25. Por outro lado, sob um enfoque formal, é certo que, apesar do acordo firmado entre ORCÍNIO e o CONDOMÍNIO, houve modificação da titularidade do domínio no curso do processo, passando a recorrente a deter 100% da propriedade do imóvel. 

26. Dessa maneira, ante a aquisição da titularidade plena da unidade condominial – o que se dá, frise-se, apenas com o ato do registro, na forma do art. 1.245 do CC/02 –, deve recair sobre a recorrente a responsabilidade pelo pagamento dos débitos sobre o imóvel, mesmo aqueles em nome do “alienante”. 

27. A propósito, convém pontuar que não há qualquer irregularidade no acordo firmado pelo CONDOMÍNIO, eis que, à época da fase de conhecimento, ORCINIO, na qualidade de proprietário de 50% do imóvel, tinha legitimidade passiva para a lide e podia transacionar sem qualquer restrição. 

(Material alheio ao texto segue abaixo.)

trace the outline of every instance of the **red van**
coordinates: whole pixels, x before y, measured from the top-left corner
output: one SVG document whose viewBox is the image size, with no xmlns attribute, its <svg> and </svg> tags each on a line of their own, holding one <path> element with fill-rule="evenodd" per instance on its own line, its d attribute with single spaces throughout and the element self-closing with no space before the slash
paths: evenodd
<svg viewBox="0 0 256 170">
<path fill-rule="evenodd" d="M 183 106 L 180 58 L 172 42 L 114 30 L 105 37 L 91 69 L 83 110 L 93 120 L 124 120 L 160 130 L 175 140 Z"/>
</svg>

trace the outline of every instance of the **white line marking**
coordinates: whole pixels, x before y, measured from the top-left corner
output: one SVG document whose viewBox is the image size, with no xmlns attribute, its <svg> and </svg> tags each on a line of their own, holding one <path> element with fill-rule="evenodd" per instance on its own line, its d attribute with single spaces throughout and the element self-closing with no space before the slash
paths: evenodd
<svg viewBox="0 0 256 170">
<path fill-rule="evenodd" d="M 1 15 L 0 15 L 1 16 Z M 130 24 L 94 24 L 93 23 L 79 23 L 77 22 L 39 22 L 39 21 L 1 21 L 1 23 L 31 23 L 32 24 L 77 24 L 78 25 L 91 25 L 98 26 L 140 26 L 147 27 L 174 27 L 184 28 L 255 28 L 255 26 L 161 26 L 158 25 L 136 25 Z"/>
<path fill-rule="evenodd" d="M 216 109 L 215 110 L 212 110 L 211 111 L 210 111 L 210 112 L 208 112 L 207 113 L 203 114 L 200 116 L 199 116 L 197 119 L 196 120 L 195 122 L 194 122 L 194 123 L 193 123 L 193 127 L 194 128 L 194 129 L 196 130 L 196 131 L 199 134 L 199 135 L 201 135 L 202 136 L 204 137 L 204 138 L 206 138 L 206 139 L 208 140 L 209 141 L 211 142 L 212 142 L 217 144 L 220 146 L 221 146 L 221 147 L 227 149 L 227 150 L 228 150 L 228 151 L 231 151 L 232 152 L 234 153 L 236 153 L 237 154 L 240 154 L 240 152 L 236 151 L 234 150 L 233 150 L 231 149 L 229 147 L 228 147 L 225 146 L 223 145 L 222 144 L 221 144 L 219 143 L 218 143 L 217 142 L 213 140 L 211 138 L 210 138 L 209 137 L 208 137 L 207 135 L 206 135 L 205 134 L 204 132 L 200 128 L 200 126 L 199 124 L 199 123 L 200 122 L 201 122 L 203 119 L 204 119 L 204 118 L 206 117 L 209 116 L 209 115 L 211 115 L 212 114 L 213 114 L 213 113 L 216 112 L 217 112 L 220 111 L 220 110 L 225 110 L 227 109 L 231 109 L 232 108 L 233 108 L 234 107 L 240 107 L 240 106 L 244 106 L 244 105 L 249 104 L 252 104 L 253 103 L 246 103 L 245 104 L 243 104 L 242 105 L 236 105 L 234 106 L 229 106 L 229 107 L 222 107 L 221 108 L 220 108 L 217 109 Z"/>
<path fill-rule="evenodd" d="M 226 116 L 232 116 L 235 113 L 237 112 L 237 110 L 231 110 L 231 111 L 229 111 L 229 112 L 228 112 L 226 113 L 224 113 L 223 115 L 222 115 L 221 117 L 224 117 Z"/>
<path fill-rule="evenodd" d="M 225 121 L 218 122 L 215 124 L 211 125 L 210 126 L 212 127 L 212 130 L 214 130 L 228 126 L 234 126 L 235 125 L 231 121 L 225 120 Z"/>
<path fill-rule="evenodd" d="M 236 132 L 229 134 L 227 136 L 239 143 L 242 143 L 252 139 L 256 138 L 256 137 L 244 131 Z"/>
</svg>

28. Nesse passo, uma vez descumprido o acordo validamente firmado, mostra-se correta a retomada da ação em face de ORCÍNIO. E, ausente o pagamento voluntário do débito, a penhora do imóvel gerador das despesas é inexorável, ainda que conste, nesse novo momento processual, registro em nome de terceiro. 

29. Aliás, no que concerne à argumentação deduzida pela recorrente acerca dos limites da coisa julgada, impõe salientar que, realmente, nos termos do art. 506 do CPC/15, os efeitos da coisa julgada, como regra, apenas se operam inter partes, não beneficiando nem prejudicando estranhos à relação processual em que se formou. 

30. No entanto, essa regra não é absoluta e comporta exceções. Em determinadas hipóteses, a coisa julgada pode atingir, além das partes, terceiros que não participaram de sua formação. 

31. É o que ocorre, deveras, na hipótese de alienação da coisa ou do direito litigioso. 

32. A respeito, o art. 109, § 3º, do CPC/15 dispõe expressamente que “estendem-se os efeitos da sentença proferida entre as partes originárias ao adquirente ou cessionário”. 

33. Trata-se de previsão legal que, verdadeiramente, faz irradiar a terceiros os efeitos da coisa julgada, em virtude da modificação da situação jurídica da coisa ou bem litigioso. 

34. Em certa medida, essa disposição legal reflete a visão da moderna processualística brasileira no sentido de que a alteração da situação das partes no plano do direito material tem inegável influência sobre o processo, que não pode ser desconsiderada, sob pena de se esvaziar de eficácia a própria tutela jurisdicional. 

35. Nessa toada, na hipótese em julgamento, a conclusão que se alcança é que, sendo a recorrente responsável pelo pagamento das despesas condominiais pela aquisição da plena propriedade, não há necessidade de o CONDOMÍNIO promover nova ação contra ela, na medida em que a sentença prolatada na fase de conhecimento lhe é eficaz. 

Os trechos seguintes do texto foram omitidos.